Part of the reason for the national recession is that people and companies are not spending money because they are — rightly — worried about the future of the economy. The stimulus package recently passed by Congress is one attempt to break this cycle by increasing government spending to get more money into the hands of business and individuals.
Likewise, the $300 million bond package announced this week by Gov. John Baldacci proposes to invest in several areas to create jobs, improve the state’s infrastructure and reduce energy costs. All are necessary, and investing in these projects now sends the important message that Maine plans to be active in creating jobs and reducing energy costs rather than retrenching and hoping the economic storm passes.
The package, which would be broken into two parts to go to voters this November and in June 2010, includes nearly $128 million for transportation projects, $67.5 million for research and development and redevelopment of Brunswick Naval Air Station, and $43 million for the Land for Maine’s Future program and clean water and environmental protection.
It also includes $52 million for the state’s universities, community colleges and Maine Maritime Academy for building improvements and energy conservation projects. Reducing campus energy use lowers a major cost, helping them adjust to lower state appropriations in the short-term and perhaps freeing money for other purposes in the long run.
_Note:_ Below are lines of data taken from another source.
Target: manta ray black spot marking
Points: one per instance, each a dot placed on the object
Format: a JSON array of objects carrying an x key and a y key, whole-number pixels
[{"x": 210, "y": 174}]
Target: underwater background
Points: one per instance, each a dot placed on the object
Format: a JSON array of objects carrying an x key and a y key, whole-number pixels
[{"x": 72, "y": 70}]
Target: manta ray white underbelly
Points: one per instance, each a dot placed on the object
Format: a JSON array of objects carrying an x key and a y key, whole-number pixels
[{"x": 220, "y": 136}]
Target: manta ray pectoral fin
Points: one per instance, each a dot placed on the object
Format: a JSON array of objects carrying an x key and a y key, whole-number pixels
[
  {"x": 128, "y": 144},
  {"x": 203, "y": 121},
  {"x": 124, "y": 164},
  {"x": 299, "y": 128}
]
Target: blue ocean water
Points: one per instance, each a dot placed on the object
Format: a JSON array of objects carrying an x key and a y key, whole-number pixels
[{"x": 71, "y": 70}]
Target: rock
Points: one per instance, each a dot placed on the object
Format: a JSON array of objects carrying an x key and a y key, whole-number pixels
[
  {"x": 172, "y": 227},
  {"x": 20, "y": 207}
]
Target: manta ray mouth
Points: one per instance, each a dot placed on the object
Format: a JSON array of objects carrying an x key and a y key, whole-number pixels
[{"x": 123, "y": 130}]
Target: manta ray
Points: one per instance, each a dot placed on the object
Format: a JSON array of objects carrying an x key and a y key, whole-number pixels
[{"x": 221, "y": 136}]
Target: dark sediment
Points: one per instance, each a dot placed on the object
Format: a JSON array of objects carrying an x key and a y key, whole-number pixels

Another $15.5 million would be devoted to energy conservation and the development of offshore wind power.
Many of the items in the bond package dovetail with the federal stimulus funding, which should enable Maine to build on the nearly $1 billion it is expected to receive. Investing in road construction, building renovation and energy efficiency upgrades now also makes sense because the prices of raw materials are much lower than in recent years.
Opponents of borrowing will argue that, with so much economic uncertainty, now is not the time to increase the state’s debt. The opposite is true because state borrowing and the investment it allows offer a way out of the recession. The news of layoffs in Baileyville and Wells this week is further evidence that Maine must diversify its economy.
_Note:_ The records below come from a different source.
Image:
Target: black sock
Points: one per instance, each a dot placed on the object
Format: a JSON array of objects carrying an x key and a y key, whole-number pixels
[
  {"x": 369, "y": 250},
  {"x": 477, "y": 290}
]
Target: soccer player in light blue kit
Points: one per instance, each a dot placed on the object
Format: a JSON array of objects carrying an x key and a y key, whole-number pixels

Investments in research and development have paid large dividends to the state. Previous R&D investments have brought in $14 for every $1 invested, an impressive rate of return. In addition, Maine companies that receive state R&D investment are growing six times faster than the state economy as a whole. These companies also pay wages that are 25 percent higher than the state’s average per capita income. That is economic development.
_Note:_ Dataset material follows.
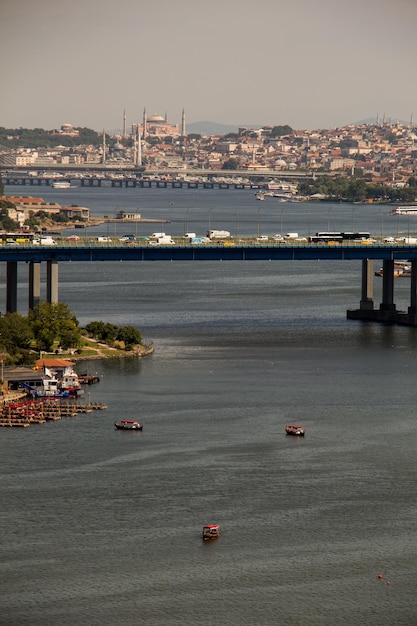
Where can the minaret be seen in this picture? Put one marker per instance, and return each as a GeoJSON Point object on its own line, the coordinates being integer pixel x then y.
{"type": "Point", "coordinates": [144, 124]}
{"type": "Point", "coordinates": [183, 133]}
{"type": "Point", "coordinates": [139, 152]}
{"type": "Point", "coordinates": [104, 146]}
“We believe bonds should be targeted with precision to stimulate job creation, improve Maine’s competitiveness and produce long-term infrastructure gains that will benefit Maine people for years to come.” That was the response from Republican legislative leaders to the governor’s bond proposal.
They have set the right standard, one which this package meets by targeting funds to areas that build on the money Maine is expected to get from the federal stimulus package while focusing on job creation.